Built in 2013 with 63 units, the property enters an older-core submarket with a relative quality edge versus much of the neighborhood’s pre-1960 stock. Walkable, top-percentile amenities and strong school ratings underpin renter appeal, while high home values in the area tend to sustain reliance on multifamily housing. According to CRE market data from WDSuite, neighborhood occupancy trends and high incomes point to durable demand, with newer assets like this one positioned to compete effectively on finishes and operations.

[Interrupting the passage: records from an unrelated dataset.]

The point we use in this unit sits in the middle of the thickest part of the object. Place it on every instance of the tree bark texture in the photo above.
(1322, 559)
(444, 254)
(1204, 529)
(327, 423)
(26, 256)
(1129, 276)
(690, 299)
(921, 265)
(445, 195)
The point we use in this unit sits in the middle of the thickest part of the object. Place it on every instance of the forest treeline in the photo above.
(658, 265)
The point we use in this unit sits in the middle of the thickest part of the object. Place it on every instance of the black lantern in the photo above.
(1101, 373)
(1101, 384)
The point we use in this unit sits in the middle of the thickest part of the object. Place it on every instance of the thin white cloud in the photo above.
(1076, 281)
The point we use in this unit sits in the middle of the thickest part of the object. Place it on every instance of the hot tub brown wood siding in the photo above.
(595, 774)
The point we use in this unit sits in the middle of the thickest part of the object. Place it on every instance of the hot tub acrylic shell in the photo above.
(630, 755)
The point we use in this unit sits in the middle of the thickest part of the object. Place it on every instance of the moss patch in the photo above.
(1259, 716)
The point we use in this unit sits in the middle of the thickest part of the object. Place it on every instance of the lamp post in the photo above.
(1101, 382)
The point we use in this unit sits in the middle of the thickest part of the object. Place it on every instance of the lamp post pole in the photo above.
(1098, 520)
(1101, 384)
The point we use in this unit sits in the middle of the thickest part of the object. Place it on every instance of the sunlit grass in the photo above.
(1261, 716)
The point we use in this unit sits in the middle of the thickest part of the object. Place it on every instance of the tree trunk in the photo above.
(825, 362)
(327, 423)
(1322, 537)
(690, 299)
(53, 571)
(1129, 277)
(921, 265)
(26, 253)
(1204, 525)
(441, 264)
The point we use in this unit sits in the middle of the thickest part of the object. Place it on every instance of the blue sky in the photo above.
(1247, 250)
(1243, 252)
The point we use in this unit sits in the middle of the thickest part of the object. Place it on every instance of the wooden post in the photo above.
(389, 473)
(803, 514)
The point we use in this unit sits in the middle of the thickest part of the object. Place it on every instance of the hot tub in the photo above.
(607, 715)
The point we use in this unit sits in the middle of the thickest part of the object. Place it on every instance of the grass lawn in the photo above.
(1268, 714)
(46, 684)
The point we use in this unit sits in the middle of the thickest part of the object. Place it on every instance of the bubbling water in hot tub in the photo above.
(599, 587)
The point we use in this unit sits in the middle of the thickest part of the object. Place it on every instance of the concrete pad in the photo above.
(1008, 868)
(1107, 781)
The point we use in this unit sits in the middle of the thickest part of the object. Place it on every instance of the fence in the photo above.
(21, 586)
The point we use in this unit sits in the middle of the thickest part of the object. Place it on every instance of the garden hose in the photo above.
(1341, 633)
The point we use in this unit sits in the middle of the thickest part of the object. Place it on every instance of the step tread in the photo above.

Within a 3-mile radius, household counts and incomes have trended upward and are projected to continue growing, expanding the tenant base and supporting lease-up and renewals. While safety metrics trail national benchmarks and neighborhood occupancy sits below metro leaders, the location’s employment access, amenity depth, and newer vintage provide a balanced, long-term thesis focused on operational execution and selective value-add to preserve competitive standing.

  • Newer 2013 vintage in an older-core submarket supports competitive positioning and moderated near-term capex.
  • Top-percentile amenities and strong schools enhance leasing velocity and renewal potential.
  • High local home values reinforce renter reliance on multifamily, supporting pricing power for well-run assets.
  • Expanding 3-mile renter pool and income growth support occupancy stability and long-term demand.
  • Risks: safety metrics lag national benchmarks and neighborhood occupancy trails metro leaders; requires disciplined operations and underwriting.